Two years ago, the Clemson defense was mocked, and Vic Beasley was quiet. He had work to do, playing time to earn.
A year ago, the defense was ignored, and Beasley was quiet. He had a job to win, a reputation to build.
Now, the Tigers' defense is the centerpiece, the foundation for a new-look Clemson team built around a dominant pass rush led by a consensus All-American who's let his play do all the talking. And once again, Beasley is laying low.
"That's just who he is," said head coach Dabo Swinney, "and I don't think he changes his stripes."
There's been a fundamental shift in the perceptions surrounding Clemson this year, as the offense looks to reload after the departures of Tajh Boyd and Sammy Watkins, and the defense is poised to dominate just two seasons after an epic Orange Bowl disaster that had defined the unit's image ever since.
But if perceptions have changed, Beasley's approach hasn't. He's quiet, contemplative, focused -- still out to prove something no matter how full the bandwagon has become.
"Last year, we had a big chip on our shoulder. The year before, we had a chip on our shoulder," Beasley said. "We're looking to do the same thing this year."
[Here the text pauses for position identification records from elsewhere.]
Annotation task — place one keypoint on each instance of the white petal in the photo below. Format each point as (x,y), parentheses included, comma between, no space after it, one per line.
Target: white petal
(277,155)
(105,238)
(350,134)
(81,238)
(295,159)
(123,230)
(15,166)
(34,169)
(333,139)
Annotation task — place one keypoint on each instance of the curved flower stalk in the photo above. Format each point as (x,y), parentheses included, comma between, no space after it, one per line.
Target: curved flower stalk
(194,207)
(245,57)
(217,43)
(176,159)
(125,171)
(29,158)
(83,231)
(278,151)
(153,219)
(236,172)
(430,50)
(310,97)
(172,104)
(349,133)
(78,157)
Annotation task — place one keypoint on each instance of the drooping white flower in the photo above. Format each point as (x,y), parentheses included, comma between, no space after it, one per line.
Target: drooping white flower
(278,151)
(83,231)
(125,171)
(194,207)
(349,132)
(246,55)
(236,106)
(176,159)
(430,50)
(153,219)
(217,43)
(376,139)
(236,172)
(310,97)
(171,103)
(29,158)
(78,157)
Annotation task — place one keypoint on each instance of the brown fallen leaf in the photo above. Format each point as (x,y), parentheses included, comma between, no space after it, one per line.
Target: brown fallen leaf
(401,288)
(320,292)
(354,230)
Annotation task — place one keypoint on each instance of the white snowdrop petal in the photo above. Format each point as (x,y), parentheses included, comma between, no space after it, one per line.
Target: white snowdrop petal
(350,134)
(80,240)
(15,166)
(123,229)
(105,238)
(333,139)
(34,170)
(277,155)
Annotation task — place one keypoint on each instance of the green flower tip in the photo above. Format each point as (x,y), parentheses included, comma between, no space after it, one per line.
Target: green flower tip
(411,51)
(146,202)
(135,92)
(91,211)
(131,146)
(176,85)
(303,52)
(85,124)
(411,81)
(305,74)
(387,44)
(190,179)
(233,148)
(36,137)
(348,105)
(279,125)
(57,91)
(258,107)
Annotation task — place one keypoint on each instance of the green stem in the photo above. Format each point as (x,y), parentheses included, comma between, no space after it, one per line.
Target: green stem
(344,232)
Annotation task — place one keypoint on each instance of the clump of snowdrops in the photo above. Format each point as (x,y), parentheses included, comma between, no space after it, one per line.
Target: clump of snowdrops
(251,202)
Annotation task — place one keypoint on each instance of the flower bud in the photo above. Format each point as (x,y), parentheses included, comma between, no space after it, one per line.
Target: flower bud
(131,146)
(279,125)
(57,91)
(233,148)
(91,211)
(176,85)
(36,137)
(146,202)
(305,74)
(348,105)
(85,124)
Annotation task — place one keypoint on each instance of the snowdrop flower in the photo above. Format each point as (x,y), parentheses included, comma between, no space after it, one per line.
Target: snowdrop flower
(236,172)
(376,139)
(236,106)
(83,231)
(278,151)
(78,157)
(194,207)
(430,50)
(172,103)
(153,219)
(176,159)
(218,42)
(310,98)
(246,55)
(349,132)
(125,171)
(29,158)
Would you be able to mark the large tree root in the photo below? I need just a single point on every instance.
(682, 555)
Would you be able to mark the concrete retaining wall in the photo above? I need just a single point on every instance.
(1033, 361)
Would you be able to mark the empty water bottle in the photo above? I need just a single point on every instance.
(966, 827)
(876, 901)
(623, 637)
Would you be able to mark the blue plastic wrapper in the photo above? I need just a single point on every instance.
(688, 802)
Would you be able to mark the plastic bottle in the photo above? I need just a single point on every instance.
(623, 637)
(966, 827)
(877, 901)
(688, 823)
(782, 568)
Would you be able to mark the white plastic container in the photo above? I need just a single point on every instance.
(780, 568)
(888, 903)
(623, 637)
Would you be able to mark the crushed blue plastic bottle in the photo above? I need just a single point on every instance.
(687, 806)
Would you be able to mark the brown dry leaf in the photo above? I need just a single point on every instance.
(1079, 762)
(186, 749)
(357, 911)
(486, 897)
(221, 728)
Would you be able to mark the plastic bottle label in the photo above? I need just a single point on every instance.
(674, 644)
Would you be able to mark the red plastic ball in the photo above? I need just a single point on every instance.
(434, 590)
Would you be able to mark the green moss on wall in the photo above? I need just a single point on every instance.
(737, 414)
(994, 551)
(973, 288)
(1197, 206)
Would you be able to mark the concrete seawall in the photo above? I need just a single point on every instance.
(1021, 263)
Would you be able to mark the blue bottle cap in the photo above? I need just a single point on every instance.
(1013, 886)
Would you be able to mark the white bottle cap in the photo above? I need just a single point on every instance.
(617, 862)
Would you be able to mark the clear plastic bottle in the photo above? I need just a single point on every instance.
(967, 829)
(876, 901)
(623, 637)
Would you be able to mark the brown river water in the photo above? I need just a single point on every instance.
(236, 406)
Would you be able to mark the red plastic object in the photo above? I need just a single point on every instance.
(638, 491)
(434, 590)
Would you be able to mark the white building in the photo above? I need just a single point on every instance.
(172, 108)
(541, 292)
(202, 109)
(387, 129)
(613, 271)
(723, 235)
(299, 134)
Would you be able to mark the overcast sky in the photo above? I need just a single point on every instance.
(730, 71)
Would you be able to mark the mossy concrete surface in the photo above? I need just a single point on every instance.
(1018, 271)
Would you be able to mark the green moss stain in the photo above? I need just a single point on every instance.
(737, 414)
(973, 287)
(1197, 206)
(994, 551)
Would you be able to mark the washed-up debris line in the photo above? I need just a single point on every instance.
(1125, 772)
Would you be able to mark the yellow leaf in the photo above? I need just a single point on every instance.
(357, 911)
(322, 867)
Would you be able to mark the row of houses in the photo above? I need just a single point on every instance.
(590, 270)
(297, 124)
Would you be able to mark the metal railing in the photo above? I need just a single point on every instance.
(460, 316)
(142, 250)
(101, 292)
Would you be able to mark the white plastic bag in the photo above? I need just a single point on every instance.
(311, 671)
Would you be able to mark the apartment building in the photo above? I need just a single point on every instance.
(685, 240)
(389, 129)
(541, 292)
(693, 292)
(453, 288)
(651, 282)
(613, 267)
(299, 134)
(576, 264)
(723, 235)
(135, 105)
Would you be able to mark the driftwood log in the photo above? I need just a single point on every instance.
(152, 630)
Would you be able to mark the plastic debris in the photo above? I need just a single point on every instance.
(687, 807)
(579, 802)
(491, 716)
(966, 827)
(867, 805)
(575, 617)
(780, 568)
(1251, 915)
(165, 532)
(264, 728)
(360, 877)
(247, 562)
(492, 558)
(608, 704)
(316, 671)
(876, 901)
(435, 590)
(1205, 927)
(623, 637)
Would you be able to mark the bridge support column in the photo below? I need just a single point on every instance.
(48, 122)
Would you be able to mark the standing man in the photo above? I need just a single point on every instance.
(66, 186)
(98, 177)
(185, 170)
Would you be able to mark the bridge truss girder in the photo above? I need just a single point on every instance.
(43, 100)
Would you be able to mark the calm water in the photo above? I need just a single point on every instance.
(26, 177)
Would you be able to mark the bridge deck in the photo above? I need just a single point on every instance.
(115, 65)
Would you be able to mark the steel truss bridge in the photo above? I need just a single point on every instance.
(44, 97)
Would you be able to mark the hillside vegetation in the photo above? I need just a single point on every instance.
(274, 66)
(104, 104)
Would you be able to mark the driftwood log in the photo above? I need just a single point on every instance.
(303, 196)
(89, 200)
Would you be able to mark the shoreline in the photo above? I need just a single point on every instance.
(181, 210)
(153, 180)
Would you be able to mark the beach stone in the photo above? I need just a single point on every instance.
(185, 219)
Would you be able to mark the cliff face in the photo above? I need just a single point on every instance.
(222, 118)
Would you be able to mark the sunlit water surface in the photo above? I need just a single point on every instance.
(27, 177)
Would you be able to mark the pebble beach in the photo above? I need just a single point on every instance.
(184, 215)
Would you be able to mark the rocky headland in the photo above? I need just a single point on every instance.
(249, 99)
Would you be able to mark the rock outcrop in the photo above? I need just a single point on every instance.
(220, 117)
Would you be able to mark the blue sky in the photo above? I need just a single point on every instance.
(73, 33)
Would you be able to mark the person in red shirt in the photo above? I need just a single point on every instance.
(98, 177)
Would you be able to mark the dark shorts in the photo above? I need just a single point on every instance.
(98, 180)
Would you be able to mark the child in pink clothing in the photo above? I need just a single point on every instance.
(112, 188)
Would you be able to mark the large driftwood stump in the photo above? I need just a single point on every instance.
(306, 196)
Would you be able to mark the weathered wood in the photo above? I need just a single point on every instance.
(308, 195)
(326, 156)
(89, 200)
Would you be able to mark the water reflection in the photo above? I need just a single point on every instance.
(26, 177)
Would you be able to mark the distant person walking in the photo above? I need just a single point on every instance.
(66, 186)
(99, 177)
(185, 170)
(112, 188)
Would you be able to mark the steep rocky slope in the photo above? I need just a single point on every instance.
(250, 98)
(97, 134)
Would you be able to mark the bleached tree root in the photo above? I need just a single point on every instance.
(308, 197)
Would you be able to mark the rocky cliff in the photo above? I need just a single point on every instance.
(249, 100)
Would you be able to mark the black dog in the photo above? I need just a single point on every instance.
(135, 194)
All Beasley did last season was lead the conference in sacks (13), finish fourth in the nation in tackles for loss (23) and help Clemson's defense become the country's most disruptive by a wide margin, recording a total of 123 tackles behind the line of scrimmage -- 12 more than any other school.
So, yes, the haters have largely disappeared, but Beasley is still out to prove something, to leave a legacy that can't be diminished by even the most ardent critic.
"I feel like there's no reason we shouldn't be the top defense in the country," Beasley said. "I feel like I could [be a Heisman contender], but my goal for this year is to win a national championship."
It's some bawdy talk from a guy who doesn't do much talking at all, but whether Beasley wants to embrace this bold new era or not, the truth is, the spotlight is on him now.
"He's tried to be more of a vocal leader," Swinney said. "Vic leads by example, but when he does say something, people are going to listen."
The luxury for Beasley -- both on and off the field -- is that he's not alone, Swinney said.
Sure, it's Beasley getting the bulk of the All-America hype after he chose to return for his senior season, but the Tigers' defense is loaded with seniors, and the likes of Stephone Anthony and Grady Jarrett don't mind doing the bulk of the talking.
In fact, that's the real difference this year, Swinney said. It's not so much that the highest-profile stars are on the opposite side of the ball, but rather that it doesn't always have to be the stars doing all the talking.
"We had a couple very strong personalities and flashy guys [last year]," Swinney said. "But this is more of a business-as-usual, blue-collar bunch of guys that respect each other."
They'll help supplement Beasley on the field, too, and that's good because the All-American defensive end figures to get plenty of respect -- and attention -- from opposing linemen this year.
And that means Beasley doesn't need to do much talking. He just needs to do what he's always done. He needs to show up, do his job, and leave his mark.
"He's a handful, that's for sure, but he opens other things up for the those other guys," Swinney said. "All he's got to do is go play and do his job."